About the job Sr. DevOps Engineer
About the Role
We are looking for a Senior DevOps Engineer to help scale the cloud architecture, deployment systems, and operational reliability behind AI-driven platforms and computer vision infrastructure. This role is ideal for someone with strong cloud infrastructure and automation experience who can operate across distributed systems, edge-server environments, and scalable production platforms. The ideal candidate is ownership-oriented, pragmatic, and comfortable working in fast-moving environments with evolving operational needs. This position requires strong collaboration with Backend, Frontend, Product, and Computer Vision teams to ensure stable, scalable, secure, and reliable systems.
Key Responsibilities
Design, manage, and improve scalable cloud infrastructure.

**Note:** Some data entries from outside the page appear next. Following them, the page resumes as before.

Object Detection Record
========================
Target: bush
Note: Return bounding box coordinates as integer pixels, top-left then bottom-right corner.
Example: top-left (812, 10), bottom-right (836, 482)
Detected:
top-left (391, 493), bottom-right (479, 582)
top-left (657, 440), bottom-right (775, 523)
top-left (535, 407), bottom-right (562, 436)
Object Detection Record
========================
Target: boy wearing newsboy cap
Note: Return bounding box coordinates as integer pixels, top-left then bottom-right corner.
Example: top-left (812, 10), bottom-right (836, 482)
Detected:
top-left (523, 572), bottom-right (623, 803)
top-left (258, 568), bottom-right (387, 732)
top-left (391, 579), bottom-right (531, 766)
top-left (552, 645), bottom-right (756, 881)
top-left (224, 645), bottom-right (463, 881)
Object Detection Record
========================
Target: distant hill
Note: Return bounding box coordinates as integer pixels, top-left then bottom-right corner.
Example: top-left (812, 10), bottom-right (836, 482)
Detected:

Ensure production systems are reliable, secure, highly available, and operationally visible.
Support infrastructure powering web applications, backend systems, analytics platforms, and AI-driven systems.
Build and maintain Infrastructure as Code using Terraform.
Create reusable, modular infrastructure components and automate provisioning workflows.
Build and improve CI/CD pipelines, deployment systems, rollback strategies, and release workflows.
Implement monitoring, observability, and alerting systems.
Investigate and resolve production incidents and infrastructure issues.
Participate in root cause analysis and long-term operational improvements.
Support distributed systems, edge-server integrations, and scalable backend services.
Collaborate with teams working on Python-based computer vision pipelines.
Improve infrastructure security, access controls, scalability, performance, and cost efficiency.
Must-have Requirements
5+ years of DevOps or Cloud Infrastructure experience.
Strong experience with Google Cloud Platform cloud infrastructure.
Strong hands-on experience with Terraform and Infrastructure as Code.
Experience supporting scalable production systems and distributed architectures.
Experience building and maintaining CI/CD pipelines.
Deep understanding of cloud architecture and distributed systems.
Strong Infrastructure as Code practices and modular Terraform design.
Experience with monitoring, observability, and incident management.
Strong troubleshooting and operational debugging skills.
Experience managing production deployments and release workflows.
Understanding of networking, scalability, and infrastructure security best practices.
Ability to automate operational processes and improve platform reliability.
Experience working in fast-paced product or startup environments.
Strong communication skills in cross-functional environments.
Ability to work autonomously in remote environments.
Ownership mentality and proactive operational mindset.
Fluent English.
Nice-to-have Requirements
Experience with AI-driven or computer vision platforms.
Experience supporting edge or serverless architectures.
Familiarity with Python-based systems.
Experience with real-time systems and analytics platforms.
Experience with Kubernetes or container orchestration systems.
Experience with Docker.
Experience with GitHub Actions or CI/CD tooling.
Experience with monitoring and observability tools such as DataDog, CloudWatch, or Grafana.
Familiarity with Linux-based systems administration.
Familiarity with TypeScript, Node.js, PostgreSQL, or Next.js-based platforms.
Familiarity with Node.js and TypeScript-based edge-server integrations.